Si je veux qu’il demeure jusqu’à ce que je vienne (Jn 21)

La fin de ce qui est

Le sommet de la philosophie première (ce que l'on a appelé de façon malheureuse la métaphysique) est la recherche de la cause finale de ce qui est en tant qu’il est : en vue de quoi ce qui est est-il?

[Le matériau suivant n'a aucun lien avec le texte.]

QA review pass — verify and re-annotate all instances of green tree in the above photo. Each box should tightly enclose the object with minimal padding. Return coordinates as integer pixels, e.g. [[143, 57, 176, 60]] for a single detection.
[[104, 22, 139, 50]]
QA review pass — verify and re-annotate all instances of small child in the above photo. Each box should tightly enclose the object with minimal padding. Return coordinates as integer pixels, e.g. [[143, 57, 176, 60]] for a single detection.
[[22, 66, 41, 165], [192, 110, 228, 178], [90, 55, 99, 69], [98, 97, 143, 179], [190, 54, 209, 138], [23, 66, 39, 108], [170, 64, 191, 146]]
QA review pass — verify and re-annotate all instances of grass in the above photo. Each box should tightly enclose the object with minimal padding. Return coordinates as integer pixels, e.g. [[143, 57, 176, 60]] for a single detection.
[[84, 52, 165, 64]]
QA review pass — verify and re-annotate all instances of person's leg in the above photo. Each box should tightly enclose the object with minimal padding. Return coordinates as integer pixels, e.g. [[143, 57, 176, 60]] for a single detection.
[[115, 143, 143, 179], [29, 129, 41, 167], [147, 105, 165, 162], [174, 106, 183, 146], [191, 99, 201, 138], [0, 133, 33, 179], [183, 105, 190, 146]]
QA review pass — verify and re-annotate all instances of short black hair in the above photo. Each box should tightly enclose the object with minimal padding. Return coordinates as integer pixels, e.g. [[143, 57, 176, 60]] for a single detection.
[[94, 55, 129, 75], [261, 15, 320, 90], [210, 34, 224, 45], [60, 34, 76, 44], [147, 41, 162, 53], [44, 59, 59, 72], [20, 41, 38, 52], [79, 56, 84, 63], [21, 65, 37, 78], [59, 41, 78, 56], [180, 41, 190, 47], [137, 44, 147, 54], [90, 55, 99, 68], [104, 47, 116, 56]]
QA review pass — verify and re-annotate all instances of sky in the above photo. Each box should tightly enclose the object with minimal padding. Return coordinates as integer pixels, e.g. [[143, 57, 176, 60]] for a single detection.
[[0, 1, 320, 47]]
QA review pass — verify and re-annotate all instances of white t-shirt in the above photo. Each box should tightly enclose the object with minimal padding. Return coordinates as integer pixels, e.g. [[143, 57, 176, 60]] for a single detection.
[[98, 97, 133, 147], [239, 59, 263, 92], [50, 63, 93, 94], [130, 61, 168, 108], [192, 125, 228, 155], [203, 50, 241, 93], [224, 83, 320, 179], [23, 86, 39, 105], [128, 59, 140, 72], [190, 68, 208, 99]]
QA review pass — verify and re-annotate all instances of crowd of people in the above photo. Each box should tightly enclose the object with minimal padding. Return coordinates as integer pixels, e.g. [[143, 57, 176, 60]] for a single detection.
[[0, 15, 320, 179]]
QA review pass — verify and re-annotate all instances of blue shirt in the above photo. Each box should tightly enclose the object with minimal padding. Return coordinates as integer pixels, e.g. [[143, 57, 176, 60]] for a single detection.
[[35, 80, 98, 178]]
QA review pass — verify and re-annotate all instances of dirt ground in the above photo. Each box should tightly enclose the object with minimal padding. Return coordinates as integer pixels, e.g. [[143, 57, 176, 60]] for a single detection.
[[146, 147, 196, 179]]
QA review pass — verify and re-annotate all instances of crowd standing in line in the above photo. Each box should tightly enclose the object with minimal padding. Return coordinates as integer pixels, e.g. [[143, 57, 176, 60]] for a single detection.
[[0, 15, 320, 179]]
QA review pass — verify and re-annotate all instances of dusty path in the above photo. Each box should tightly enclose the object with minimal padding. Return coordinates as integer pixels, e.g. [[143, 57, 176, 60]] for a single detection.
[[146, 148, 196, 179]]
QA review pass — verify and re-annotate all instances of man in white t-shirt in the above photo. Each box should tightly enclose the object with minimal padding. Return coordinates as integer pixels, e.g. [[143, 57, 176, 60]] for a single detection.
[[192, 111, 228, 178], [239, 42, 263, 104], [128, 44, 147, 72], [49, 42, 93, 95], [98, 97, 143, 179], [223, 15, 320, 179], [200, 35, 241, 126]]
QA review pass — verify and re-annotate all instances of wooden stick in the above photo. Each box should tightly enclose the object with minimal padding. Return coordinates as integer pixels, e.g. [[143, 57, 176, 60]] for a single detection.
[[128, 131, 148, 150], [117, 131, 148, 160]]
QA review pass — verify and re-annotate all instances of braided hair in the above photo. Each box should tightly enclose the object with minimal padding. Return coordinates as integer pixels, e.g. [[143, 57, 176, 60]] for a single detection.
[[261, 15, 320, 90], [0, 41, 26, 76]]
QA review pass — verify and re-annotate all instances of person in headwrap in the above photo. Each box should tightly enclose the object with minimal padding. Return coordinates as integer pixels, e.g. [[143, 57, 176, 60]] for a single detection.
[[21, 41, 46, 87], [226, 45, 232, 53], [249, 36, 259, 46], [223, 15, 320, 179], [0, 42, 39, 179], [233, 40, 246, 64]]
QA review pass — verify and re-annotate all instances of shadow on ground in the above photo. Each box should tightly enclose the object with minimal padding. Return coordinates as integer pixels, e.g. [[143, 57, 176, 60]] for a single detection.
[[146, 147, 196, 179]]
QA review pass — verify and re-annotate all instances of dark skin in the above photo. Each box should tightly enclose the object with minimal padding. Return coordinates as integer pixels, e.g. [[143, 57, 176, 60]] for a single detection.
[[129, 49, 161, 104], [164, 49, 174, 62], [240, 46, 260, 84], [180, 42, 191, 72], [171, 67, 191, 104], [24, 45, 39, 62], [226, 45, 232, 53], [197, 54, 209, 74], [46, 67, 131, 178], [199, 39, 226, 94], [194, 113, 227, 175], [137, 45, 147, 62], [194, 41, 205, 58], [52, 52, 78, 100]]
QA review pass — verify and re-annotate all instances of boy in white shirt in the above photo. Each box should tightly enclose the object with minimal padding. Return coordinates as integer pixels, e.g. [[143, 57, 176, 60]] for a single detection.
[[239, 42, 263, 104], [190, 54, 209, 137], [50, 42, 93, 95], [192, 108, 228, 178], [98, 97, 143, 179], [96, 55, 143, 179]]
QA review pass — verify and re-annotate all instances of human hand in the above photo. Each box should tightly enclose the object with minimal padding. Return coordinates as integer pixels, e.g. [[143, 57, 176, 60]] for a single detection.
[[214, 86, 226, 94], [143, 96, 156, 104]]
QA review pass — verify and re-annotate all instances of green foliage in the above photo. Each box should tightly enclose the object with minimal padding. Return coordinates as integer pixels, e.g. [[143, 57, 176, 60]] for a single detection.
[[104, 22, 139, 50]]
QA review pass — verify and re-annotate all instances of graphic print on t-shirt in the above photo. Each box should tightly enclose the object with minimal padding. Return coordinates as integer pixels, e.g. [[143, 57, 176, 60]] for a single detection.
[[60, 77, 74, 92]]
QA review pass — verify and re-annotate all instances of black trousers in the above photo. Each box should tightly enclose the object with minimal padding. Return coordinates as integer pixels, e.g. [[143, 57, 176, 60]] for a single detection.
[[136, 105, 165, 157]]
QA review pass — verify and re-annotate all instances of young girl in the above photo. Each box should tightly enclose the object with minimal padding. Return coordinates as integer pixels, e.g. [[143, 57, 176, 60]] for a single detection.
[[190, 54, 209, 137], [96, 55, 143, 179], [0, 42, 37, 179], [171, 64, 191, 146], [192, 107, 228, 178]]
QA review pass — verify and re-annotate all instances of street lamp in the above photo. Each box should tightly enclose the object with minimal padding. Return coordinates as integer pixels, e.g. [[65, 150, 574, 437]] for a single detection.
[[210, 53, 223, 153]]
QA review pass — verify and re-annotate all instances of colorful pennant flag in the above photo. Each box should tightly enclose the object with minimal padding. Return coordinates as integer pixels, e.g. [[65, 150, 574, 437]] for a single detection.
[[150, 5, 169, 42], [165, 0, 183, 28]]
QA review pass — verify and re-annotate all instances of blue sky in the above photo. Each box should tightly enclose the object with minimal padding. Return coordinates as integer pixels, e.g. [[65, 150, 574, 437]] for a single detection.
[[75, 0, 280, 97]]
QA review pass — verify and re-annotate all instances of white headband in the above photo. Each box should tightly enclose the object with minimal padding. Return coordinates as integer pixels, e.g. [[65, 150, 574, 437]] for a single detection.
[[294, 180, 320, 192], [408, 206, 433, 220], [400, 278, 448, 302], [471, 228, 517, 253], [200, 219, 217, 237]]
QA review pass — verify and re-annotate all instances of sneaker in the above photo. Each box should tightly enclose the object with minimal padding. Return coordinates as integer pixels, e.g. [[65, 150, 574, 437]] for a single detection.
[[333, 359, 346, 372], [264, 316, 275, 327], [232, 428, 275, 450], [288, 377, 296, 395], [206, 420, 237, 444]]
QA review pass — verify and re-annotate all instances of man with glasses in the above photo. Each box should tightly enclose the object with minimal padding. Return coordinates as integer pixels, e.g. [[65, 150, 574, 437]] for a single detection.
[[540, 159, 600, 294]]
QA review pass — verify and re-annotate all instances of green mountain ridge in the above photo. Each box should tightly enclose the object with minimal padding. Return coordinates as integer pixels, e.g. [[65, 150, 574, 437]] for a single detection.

 Comprenons d’abord l’importance de cette recherche : la découverte de la finalité, de la cause finale, a-t-elle un sens au  niveau de ce qui est, en tant qu’il est ? Instinctivement, en effet, nous voyons la finalité comme un idéal à atteindre, comme un but ou comme un résultat, un terme ! Alors nous restons au niveau du devenir, du mouvement, et nous ne saisissons plus la fin au delà de la façon dont elle est réalisée dans l’activité artistique ; là, elle est inséparable de la cause efficiente (l’efficacité de la réalisation) et de la cause exemplaire (l’idéal). C’est pourquoi il est essentiel de développer une philosophie de l’activité artistique : ne pas nous y intéresser risque de nous conduire à la projeter dans toutes les autres parties de la philosophie, étant donné que l’homme est fondamentalement un artiste et que l’activité artistique, le travail, est ce qui lui est le plus connaturel selon son conditionnement. N’est-ce pas ce que font beaucoup de philosophes modernes qui affirment que la cause finale est métaphorique ? Alors elle n’est plus vraiment cause propre de ce qui est en tant qu’il est, de la réalité existante dans son être même. Etant ramenée à un idéal, à un but à atteindre, elle n’est plus la cause des causes (selon l’expression d'Aristote et de saint Thomas[1]) de ce qui est, dans son être même. C’est la cause efficiente dans l’exercice et la cause exemplaire qui remplacent le réalisme de la finalité et du jugement d’existence.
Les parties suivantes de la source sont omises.